RSS Feed
Jul 9

NOTW’s Paul McMullen Digs His Own Grave

Posted on Saturday, July 9, 2011 in culture, newspapers

Just watch the News of the World’s former Deputy Features Editor Paul McMullen defend phone hacking. Then watch former BBC Director General Greg Dyke and actor Steve Coogan rip him to shreds:


Dyke is right. This isn’t about a question of freedom of the press. Television journalism is regulated, and papers like the Guardian abide by the NUJ’s code of conduct – both manage to fulfil the functions civil society needs them to without any difficulties whatsoever. McMullen skirts over the fact which Dyke brings him back to: the press should not be free to engage in corruption with the police, criminality with private investigators and to damage (and often destroy) people’s lives. Why should the press be free to hack into a dead girl’s mobile phones and delete messages to make room for more anguished messages which they can then exploit? Should the press be free to engage in immoral practices which also interfere in police investigations? I think his behaviour is outrageous. Should they be able to pay police officers huge sums for information?

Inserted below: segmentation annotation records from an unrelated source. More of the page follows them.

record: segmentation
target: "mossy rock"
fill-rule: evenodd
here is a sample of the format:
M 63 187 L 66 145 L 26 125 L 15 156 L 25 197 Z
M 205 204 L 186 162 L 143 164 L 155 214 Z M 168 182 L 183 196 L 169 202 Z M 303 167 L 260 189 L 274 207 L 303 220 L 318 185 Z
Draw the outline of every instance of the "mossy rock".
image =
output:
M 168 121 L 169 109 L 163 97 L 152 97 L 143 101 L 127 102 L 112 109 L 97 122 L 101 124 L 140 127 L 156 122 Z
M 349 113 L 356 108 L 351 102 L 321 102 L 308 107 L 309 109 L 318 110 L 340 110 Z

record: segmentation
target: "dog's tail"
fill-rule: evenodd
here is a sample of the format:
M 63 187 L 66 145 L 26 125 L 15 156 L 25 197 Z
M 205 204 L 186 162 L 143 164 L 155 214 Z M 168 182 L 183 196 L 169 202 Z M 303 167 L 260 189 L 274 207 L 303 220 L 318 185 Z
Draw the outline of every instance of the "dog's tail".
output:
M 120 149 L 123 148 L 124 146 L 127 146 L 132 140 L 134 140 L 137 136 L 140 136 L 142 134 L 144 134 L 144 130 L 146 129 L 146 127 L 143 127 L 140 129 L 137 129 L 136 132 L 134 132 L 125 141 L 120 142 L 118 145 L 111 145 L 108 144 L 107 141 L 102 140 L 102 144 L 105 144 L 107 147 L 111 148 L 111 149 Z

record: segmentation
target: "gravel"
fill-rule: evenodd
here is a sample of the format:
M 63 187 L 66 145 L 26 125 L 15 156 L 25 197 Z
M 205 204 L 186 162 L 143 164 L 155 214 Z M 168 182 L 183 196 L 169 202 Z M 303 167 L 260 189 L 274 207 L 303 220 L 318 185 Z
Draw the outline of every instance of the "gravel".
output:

Let’s remember as well that we don’t have a free press anyway. Our media is owned by increasingly few people, and our papers by even fewer – the playing field has been skewed horribly by the Tories and Labour alike, in the name of currying favour with tabloids, who they felt could win them elections. Regulating the tabloids which behave in an immoral and criminal way isn’t at all interfering with the freedom of the press – the responsible elements of said press are already abiding by regulation which helps the press. I hope attention moves on before terribly long to the HateMail and others (read page 9).